"Lessons in the Fundamentals of Go" by Toshiro Kageyama

The book starts with a promise: "If you want to get stronger, read this book". Well, I guess it's not exactly a promise (that would have been: "If you read this book, you'll get stronger"), but it is pretty close.

This book is very dear to me; I think it's a combination of the fact that it was one of the first Go books I read, and of the style it is written in. Kageyama is calling himself "the amateur professional" - because, unlike the typical pro, he has spent a long time as an amateur. That is to our advantage, because he knows very well how the amateur mind works.

Kageyama really cares about sending his message to the reader, he is a talented writer and he really loves Go - a very fortunate mix.

Kageyama is a severe teacher - he doesn't spare us of remarks like this:

"Black 1 and 3 are wrong. Do they look natural to you? Then you will have to reverse your thought process one hundred eighty degrees if you ever want to play correctly."

Or like the following:

"If you cannot understand this, lay the position out on the Go board every morning as soon as you get up and chant the words, 'White's thickness is superior.'"

About people who 'cannot be bothered to read', and then get discouraged and give up Go without trying too hard, Kageyama says, sadly:

"Sorry wretches, through choice they have abandoned the most interesting and enjoyable of all games."

About professionals vs amateurs:

[...] a long tradition of intellectual combat have distilled the professional into something an amateur can never hope to become. A professional has undergone elite training in competition from childhood; he has learned to view every other person as an opponent to be beaten down and crushed."

On improving at Go, he says:

"No doubt the first requirement for becoming strong at Go is to like it, like it more than food and drink, and a second requirement is the desire to learn.
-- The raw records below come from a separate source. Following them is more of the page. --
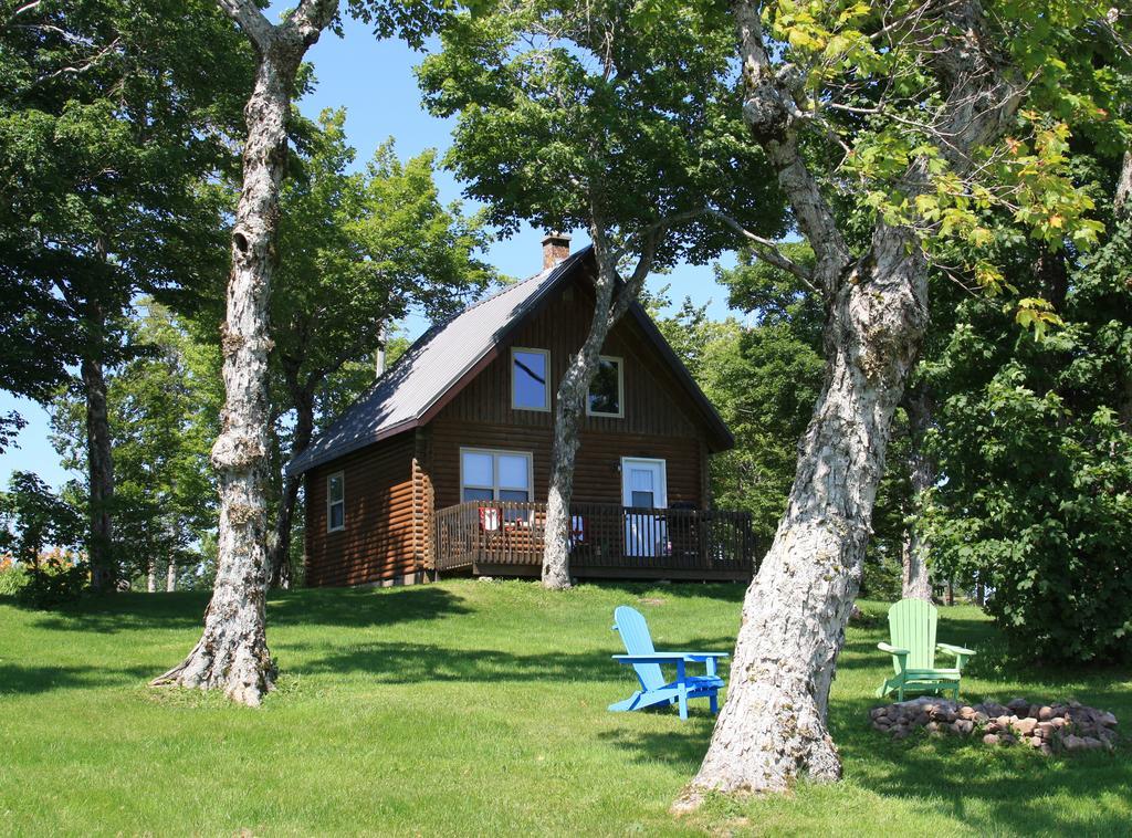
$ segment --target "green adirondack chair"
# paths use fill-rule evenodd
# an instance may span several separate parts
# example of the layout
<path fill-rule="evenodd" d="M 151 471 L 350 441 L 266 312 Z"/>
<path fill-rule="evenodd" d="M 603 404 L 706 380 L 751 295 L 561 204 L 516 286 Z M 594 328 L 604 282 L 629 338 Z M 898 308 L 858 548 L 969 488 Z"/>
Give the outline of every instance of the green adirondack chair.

A third requirement is to study it, using proper methods, patiently, little by little, without cramming. [...] Rome was not built in one day. It may not take years of devoted study to the exclusion of everything else, but it does take effort piled upon effort to become strong at go. The only ones who fall by the wayside are those, be they gifted or otherwise, who forget the word 'effort'."
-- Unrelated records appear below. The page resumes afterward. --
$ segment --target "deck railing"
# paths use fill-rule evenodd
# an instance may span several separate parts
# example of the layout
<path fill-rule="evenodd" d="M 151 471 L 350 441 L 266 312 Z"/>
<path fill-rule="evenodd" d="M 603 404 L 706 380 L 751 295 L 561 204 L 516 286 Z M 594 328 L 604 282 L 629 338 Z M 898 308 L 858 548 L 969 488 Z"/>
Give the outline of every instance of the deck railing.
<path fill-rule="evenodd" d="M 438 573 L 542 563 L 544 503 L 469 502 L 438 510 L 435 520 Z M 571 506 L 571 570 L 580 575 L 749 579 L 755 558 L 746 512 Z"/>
And the proper methods of studying Go is what Kageyama is teaching us in this wonderful book.

The book covers a lot of topics, from basic capturing methods (Chapter 1, "Ladders and Nets"), to "Cutting and Connecting" (Chapter 2), to a collection of common patterns (Chapter 3: "The Stones Go Walking" - I have to confess I think this is a strange name, but I guess it means the natural flow of the game) , to "The Struggle to Get Ahead" (which explains a lot of what we see but many times don't understand in the professional Go)), to "Territory and Spheres of Influence" (Chapter 5), "Life and Death" (Chapter 6), "How to Study Joseki" (Chapter 7), "Good Shape and Bad" (Chapter 8), "Proper and Improper Moves" (Chapter 9), "Tesuji" (Chapter 10), "Endgame Pointers" (Chapter 11).

Some highlights from the book

Here are the most important things from the book:

In chapter 2 ("Cutting and Connecting"), dia 24 (on page 51 in my edition): the game with 9 stones handicap where black is happily letting white surround him everywhere is a real gem. It is a "don't do this" kind of example, and there is a lot to meditate on and learn from. It shows the typical negative attitude in Go.
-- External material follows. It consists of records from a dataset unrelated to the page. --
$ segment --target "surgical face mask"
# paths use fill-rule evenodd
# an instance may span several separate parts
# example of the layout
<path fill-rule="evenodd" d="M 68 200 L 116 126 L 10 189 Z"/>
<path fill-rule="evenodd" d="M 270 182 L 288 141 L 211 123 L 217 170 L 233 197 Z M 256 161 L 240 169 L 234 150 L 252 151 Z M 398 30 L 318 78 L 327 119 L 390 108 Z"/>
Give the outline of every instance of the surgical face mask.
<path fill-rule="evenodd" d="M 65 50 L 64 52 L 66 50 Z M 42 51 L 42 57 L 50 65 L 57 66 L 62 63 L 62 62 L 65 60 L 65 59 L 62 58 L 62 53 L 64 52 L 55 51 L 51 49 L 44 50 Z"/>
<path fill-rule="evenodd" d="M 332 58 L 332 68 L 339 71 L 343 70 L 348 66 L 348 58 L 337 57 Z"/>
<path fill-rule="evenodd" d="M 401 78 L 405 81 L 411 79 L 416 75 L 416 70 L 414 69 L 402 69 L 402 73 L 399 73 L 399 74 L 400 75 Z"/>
The whole chapter 5 ("Territory and Spheres of Influence") is super valuable. It teaches how we shouldn't attach ourselves too much to a moyo, because it will likely be invaded, but also how to take advantage of that. This is really a fundamental concept that beginners get wrong: not differentiating between a territory and a moyo. Also, starting with dia 17 in this chapter there are 3 whole-board problems, each at some critical moment in the game. They are all about using thickness, a fundamental concept that is very-very important to understand. Make sure you study these 3 problems and answers in depth.

From the "Life and Death" chapter: dia 11 and dia 12, while not tsume-go problems, touch on a very common pattern in handicap Go: make sure you study it carefully, and not just for the sake of this particular pattern, but to understand the thinking process behind it. Basically, it says (in my own words): run into the center, separate the enemy stones, don't let yourself be surrounded - don't let it become a tsume-go with your life at stake.

Dia 1 in chapter 11, which is about endgame, is concentrating in one whole-board example what is most important to focus on the endgame, but can be extrapolated to the whole game in fact: don't just follow the opponent's last move and defend everywhere, but do equal damage to his own dear territory.

Another book by Kageyama

The only other English translated book by Kageyama, which I also enjoyed a lot, is Kage's Secret Chronicles of Handicap Go.